"Przedwczoraj Guterres siedział przy długim stole na Kremlu, a dzisiaj o kilometr od niego grzmią eksplozje. Pocztówka z Moskwy? Przypomnijcie, dlaczego Rosja wciąż zasiada w Radzie Bezpieczeństwa ONZ?" – napisał Podolak.
Ostrzał Kijowa w trakcie wizyty Sekretarza Generalnego ONZ skomentował także prezydent Ukrainy Wołodymyr Zełenski. Jak ocenił, "czwartkowe ataki rakietowe m.in. na Kijów wiele mówią o stosunku Rosji do międzynarodowych instytucji". "Moskwa próbuje poniżyć ONZ" - dodał.
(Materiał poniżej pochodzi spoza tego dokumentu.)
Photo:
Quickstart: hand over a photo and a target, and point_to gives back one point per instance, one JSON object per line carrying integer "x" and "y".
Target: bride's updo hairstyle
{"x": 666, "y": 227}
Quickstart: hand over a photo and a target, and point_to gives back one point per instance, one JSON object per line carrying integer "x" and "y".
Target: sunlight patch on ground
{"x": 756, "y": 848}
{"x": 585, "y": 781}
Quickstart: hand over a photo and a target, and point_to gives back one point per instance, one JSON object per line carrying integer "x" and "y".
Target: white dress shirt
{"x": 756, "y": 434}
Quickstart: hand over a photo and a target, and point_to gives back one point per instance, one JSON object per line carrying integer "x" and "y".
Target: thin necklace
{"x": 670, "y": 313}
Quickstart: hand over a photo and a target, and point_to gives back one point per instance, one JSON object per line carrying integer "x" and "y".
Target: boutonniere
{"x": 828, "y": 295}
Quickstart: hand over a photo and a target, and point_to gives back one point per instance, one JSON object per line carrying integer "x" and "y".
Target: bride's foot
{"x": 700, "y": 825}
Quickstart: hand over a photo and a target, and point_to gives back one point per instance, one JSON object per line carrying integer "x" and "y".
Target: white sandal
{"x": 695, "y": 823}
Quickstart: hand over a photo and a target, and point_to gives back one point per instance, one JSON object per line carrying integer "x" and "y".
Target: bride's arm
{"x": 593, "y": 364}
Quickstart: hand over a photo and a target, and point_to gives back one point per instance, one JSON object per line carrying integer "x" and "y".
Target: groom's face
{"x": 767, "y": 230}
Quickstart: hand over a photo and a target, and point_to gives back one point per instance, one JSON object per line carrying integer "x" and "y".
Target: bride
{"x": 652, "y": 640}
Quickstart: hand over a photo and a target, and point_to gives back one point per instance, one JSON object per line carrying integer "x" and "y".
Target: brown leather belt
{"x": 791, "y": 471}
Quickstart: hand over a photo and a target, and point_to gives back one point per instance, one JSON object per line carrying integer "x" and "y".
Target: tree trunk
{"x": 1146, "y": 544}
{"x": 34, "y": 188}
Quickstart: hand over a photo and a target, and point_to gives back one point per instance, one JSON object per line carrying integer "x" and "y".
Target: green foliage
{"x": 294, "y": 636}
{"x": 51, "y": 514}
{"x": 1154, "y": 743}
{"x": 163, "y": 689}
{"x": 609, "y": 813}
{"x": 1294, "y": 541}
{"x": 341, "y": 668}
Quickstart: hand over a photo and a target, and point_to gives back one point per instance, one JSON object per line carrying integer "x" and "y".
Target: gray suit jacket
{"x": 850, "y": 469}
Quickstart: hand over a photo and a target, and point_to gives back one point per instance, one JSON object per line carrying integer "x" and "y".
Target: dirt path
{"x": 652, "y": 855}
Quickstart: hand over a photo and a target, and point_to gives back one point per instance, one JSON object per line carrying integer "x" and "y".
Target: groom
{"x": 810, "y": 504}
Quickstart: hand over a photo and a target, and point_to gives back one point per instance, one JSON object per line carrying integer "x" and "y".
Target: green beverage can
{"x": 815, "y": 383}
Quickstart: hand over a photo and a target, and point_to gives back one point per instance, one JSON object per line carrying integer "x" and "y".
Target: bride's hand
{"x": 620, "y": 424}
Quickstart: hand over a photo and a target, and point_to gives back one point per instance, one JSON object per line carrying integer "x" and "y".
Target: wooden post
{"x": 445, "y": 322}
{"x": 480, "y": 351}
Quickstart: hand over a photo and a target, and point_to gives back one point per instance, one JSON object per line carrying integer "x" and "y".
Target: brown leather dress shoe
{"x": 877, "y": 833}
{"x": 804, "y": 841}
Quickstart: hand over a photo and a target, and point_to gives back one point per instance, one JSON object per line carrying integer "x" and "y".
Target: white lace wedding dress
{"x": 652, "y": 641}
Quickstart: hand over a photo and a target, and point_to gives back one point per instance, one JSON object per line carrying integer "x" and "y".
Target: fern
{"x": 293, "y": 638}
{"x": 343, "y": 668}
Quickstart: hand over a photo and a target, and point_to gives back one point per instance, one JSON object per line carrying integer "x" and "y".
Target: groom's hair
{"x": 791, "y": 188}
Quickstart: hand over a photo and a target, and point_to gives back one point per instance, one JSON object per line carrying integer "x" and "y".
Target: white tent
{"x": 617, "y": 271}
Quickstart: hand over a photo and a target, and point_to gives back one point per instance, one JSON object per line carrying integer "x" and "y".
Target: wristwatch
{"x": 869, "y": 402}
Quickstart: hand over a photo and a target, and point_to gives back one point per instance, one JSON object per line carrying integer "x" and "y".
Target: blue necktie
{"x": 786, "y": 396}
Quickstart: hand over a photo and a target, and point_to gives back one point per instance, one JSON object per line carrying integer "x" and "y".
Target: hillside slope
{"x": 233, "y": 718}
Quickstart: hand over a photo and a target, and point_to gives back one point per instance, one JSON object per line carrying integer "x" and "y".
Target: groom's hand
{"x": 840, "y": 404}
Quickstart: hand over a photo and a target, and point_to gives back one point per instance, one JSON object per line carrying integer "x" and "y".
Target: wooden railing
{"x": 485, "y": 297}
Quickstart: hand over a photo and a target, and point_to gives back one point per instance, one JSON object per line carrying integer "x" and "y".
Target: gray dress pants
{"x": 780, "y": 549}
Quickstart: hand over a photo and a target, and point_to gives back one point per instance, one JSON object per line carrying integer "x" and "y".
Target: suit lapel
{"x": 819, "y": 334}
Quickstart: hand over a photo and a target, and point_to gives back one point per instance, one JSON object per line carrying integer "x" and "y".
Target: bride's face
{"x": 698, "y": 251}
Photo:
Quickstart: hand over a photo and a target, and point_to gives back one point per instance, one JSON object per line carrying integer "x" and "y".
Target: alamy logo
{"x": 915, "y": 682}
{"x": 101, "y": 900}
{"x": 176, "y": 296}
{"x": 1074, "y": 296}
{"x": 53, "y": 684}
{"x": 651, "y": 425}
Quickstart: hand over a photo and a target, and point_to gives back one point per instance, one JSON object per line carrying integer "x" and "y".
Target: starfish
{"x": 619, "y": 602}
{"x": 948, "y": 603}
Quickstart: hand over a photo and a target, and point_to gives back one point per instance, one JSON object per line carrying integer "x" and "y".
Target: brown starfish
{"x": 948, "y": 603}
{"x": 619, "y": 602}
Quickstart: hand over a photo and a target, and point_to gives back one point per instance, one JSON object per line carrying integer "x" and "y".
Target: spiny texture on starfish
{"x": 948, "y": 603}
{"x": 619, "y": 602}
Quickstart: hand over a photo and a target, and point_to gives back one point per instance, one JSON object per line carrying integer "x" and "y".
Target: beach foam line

Zełenski powiedział, że jednym z tematów jego czwartkowego spotkania z Guterresem był ratunek dla ludzi z Mariupola. - Uważam, że z pomocą ONZ możliwe jest zorganizowanie misji ewakuacyjnej. Ukraina jest gotowa do tych kroków, ale również rosyjska strona musi odnieść się do tej kwestii bez cynizmu i naprawdę wykonywać to, co mówi - podkreślił.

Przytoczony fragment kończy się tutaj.